3) The loopback file is on tmpfs. Because new space is being reserved, 
tmpfs allocates RAM to hold the data.
4) The file is deleted in the filesystem on top of the loopback device. 
Ext3fs assumes that the block device it is talking to is a hard drive. 
It updates the internal data structure, BUT DOES NOTHING WITH BLOCK 312. 
See above for why.
5) The loopback device RECEIVES NO INSTRUCTIONS regarding offsets 
159,744 through 160,255. It DOES NOT ALTER the file holding disk image.
6) tmpfs which holds the file holding the diskimage RECEIVES NO 
INSTRUCTIONS.

Thus in this scenario one has deleted a file in the loopback device, but 
no memory was freed by tmpfs because it was never told to delete anything.

This is a side-effect of several layers of assumptions being violated by 
the layer beneath.

Scenario #2:

Assume the same set of actions above, but assume that in step #4 the 
implementing filesystem was designed to always write out zeroes to 
deleted files because the designer values security more than speed. 
Let's call this this the "foo filesystem:" foofs.
1) same as above
2) same as above
3) same as above
4) The file is deleted in the filesystem on top of the loopback device. 
Foofs updates the internal data structure, and writes 512 zeroes to 
block 312.
5) The loopback device writes 512 zeroes to the file starting at offset 
159,744.
6) Because the file under the loopback device is a sparse file, it DOES 
NOT FREE already-allocated i-nodes. It writes the zeroes but DOES NOT 
FREE the i-nodes.
7) tmpfs which holds the file holding the diskimage RECEIVES NO 
INSTRUCTIONS.

Thus in this scenario one has deleted a file in the loopback device, but 
no memory was freed by tmpfs because it was never told to delete anything.

This is a side-effect of several layers of assumptions being violated by 
the layer beneath.

- - - - - - -


>You CAN mount other standard filesystems from a file as a medium via loopback; AFAIK tmpfs will only use your VM as a medium.
>  
>

This is because what you call "standard" filesystems only use 
block-special devices.

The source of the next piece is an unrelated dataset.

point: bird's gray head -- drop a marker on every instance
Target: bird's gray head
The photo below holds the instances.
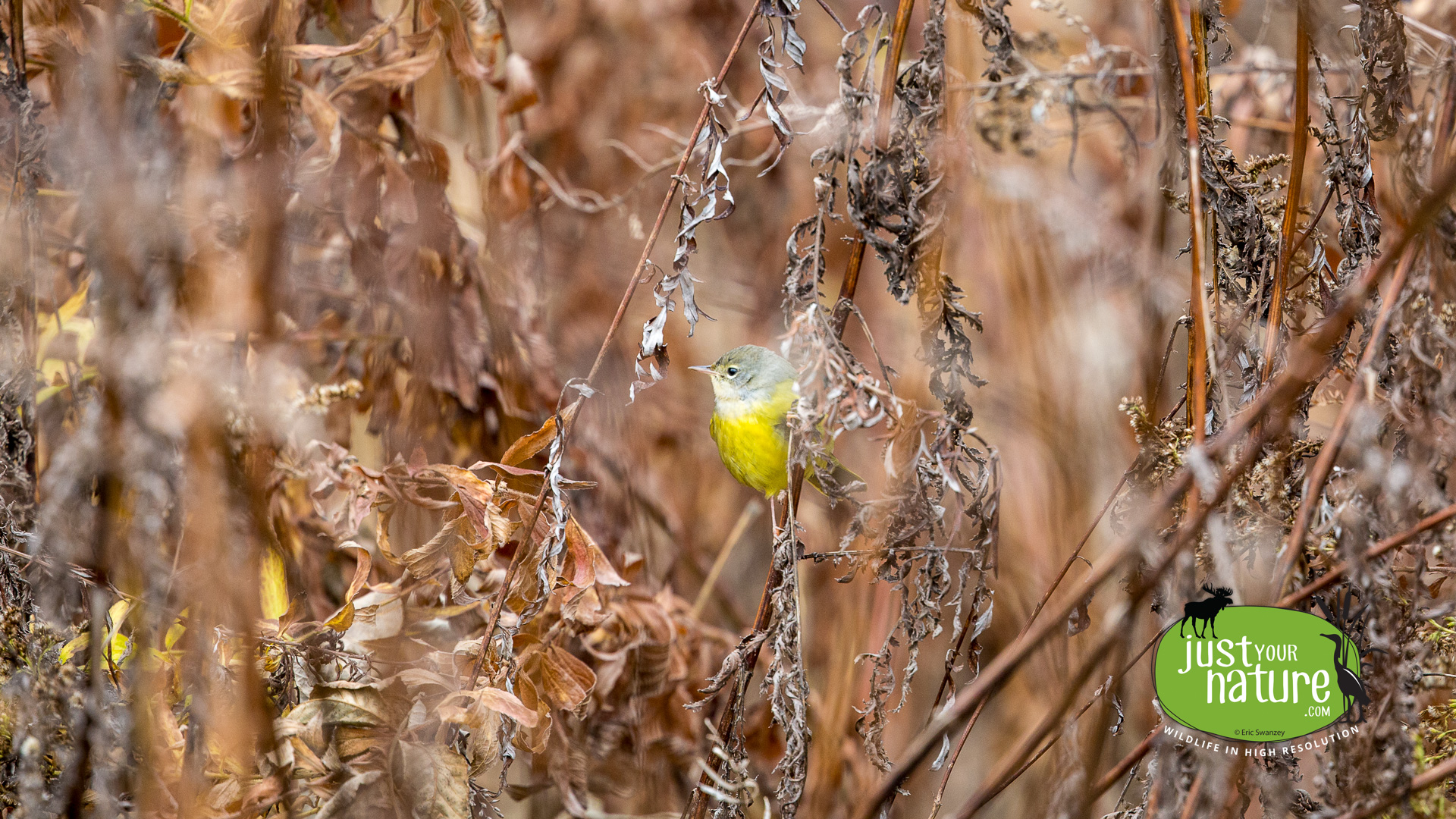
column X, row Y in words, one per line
column 748, row 372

The loopback device sits on top of the file and 
translates block instructions into file operations.

So:
1) tmpfs only uses VM as a medium
2) "standard" filesystems (designed for hard disks) only uses block 
devices as a medium

Do not disparage tmpfs because it's limited to one medium. So are 
ext2/3, reiserfs, etc. They are limited to one medium. The loopback 
device simply tricks them into thinking it's a block-special device.

>it's right for the special requirements of UML, but it's not the correct behaviour of standard filesystems.
>  
>

Actually, just as the loopback is allowing block-oriented filesystems to 
be used in ways not intended, /dev/anon is doing the same type of thing. 
Both are correct behavour. /dev/anon is simply compensating for problems 
inherient in applying a block-oriented filesystem to a non-block medium 
(VM).

You could argue that the "standard" filesystems are broken in that 
regard. They're not really "broken" but "optimized" for a specific use 
(being violated by UML).


>My layman's view
>is that tmpfs is able to release space back to the backing store not
>because it is actually VM underlying, but because it is somehow able
>to rearrange itself or indicate to the store that certain portions are
>now unused.
>

tmpfs is being told explicitly to free things, and because it's using VM 
it can just go ahead and do so.

This gets into the specifics of the tree hierarchy that represents a 
filesystem. tmpfs is able to free memory because it's being told to 
remove items from the tree. Freeing items from the tree gives it 
explicit knowledge that memory must be freed. There's no magic here.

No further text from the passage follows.